Tell me more about the specific cultural side of it.

I came out knowing I didn’t have enough of the treatment. The 12 steps of [Alcoholics Anonymous] is a great tool. However, when it comes to me and trying to understand who I am, what my life will be, I have to look at the cultural side.

The cultural part is that you and I have a chance to do some things if I can find out who you are. For example, if you listen to Motown music, that’s one way you and I can connect. Culture gives me and others the tools to connect where we can take the next step.

Have we gotten better over the years at providing treatment and recovery for people of color?

We have lifetime service, which has been good. But now we have to do it more because chemical health and addiction has changed over the years.

At one time, Ray Charles or many other colored people, they just took them to Kentucky and let them dry.

Now, we’re not taking you to Kentucky. What we do is we provide an environment that makes you feel like you can do it and that others are there to help you do it.

I want to talk about today’s situation with the opioid crisis and fentanyl. As you see it, is it different and does it require different methods or newer methods of treatment?

Fentanyl is nothing more than heroin, but now it has a new name and more people are affected by it.

In my case, when I was going through my life changes, I didn’t have a support system. Now, we have this support system and the dollars are starting to come out.

But I think it has to do with the dollars that come out: who’s making the decisions, how they’re making the decisions, and are we looking at the Turning Points, the Hazeldens who have been there a long time to say they’re doing a good job . Lets use that protocol that they have so we can do better.

After 50 years of doing this in your career, what do you wish we were doing better now or that you hope we’re doing better at this point?

I want to see more Turning Points. We are the largest provider of services to African Americans, people of color, women and children in the five-state area. It shouldn’t be like that.

I’m looking for more people who look like me. I’m looking for girls. I am looking for children to follow that path. So they understand that they can do it too.

And so that’s what I’m trying to do.

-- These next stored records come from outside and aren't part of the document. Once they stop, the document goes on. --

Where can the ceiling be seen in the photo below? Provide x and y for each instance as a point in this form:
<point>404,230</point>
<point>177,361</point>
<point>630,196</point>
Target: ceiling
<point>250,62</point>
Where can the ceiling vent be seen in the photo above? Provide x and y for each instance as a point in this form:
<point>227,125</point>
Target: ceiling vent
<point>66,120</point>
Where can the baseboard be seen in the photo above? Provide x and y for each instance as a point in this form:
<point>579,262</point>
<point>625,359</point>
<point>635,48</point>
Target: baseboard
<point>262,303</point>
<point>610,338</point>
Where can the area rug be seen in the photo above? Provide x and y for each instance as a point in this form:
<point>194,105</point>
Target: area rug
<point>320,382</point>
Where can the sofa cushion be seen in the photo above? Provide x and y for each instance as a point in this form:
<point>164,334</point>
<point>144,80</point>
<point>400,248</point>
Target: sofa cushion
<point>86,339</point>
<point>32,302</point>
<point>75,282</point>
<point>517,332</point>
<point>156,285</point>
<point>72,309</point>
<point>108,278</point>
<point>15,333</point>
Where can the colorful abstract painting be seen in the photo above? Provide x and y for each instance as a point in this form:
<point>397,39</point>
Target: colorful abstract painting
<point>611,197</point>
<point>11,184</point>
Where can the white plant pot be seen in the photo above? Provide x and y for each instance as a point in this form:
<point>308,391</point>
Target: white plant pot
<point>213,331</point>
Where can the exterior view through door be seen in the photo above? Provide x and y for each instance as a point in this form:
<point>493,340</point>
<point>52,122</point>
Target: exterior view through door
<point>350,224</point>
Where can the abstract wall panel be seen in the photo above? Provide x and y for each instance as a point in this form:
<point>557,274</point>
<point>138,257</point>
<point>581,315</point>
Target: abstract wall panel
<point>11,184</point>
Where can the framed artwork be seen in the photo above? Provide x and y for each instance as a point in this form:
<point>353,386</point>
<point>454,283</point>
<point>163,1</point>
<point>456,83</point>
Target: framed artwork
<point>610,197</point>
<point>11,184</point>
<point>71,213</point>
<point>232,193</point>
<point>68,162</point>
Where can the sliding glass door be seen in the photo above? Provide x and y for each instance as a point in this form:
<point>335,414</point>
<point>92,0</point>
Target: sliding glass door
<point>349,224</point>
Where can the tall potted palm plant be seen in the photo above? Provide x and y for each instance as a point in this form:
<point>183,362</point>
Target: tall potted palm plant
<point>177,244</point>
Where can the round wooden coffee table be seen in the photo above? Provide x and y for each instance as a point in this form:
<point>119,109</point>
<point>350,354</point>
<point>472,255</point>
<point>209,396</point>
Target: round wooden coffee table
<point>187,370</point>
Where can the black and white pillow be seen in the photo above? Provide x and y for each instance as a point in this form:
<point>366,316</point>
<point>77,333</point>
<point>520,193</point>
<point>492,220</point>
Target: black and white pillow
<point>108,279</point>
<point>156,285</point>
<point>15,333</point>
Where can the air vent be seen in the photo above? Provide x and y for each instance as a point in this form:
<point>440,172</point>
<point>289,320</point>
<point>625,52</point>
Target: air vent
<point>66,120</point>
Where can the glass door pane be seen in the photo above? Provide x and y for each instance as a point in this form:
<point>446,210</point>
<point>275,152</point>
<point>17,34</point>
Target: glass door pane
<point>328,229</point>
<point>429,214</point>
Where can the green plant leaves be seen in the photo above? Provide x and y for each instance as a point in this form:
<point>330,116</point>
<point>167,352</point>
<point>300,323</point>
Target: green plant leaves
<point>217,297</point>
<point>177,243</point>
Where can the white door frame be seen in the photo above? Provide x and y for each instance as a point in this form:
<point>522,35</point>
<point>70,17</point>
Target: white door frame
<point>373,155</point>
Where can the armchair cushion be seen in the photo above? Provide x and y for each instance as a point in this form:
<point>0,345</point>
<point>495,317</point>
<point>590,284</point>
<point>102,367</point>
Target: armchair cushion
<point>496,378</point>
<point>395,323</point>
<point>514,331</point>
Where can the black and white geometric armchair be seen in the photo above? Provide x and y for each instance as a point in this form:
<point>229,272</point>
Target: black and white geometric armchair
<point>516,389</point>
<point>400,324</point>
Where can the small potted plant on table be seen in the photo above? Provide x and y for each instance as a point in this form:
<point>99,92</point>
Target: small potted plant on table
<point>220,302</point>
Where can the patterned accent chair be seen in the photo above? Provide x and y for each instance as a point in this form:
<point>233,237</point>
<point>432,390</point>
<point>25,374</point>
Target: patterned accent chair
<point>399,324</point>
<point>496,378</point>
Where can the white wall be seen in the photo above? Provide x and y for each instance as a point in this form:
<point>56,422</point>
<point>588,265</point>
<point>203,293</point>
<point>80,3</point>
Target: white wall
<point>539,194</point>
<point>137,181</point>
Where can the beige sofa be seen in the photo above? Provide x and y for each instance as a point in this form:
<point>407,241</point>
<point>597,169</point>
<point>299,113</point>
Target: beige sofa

And that is what I will do as I move into my next step as an ambassador for not only Turning Point but all treatment associations.

In an interview I recently read with Hazelden on the occasion of your 50 years of sobriety, you said, Recovery is not just a piece of me. This is my life, my lifestyle. Tell me more about that.

This is my life. My spiritual being is tied right there in my life. But because you have the opportunity to do something, there are some people who say, I will take it for myself, and I will make it bigger for myself, etc.

I choose to take my sobriety and share it. And that’s what I want to do. That is why I am comfortable in terms of leaving without leaving the Turning Point but moving to a different position.

We finally found the right person who can take over my office so I can continue to share. I am very lucky because I have been chosen by my higher power to lead this adventure.

As you step down as founder and CEO, what’s next for you? What do you want to see?

I want to see more people hear my voice. I’m African American and I don’t think they look at the positive side. They only look at the negative side. And so, I want people to feel more comfortable and give me and others like me a chance.

I can only tell you this: George Floyd is at the Turning Point. He did a good job. When he left, he did a good job. He went out of town, came back and those things started happening.

But I think sometimes people who look like me and other people feel like they have a knee on their neck. And if we can get that and not just do it for a year or two but make it a part of our lives, my life will not be in vain.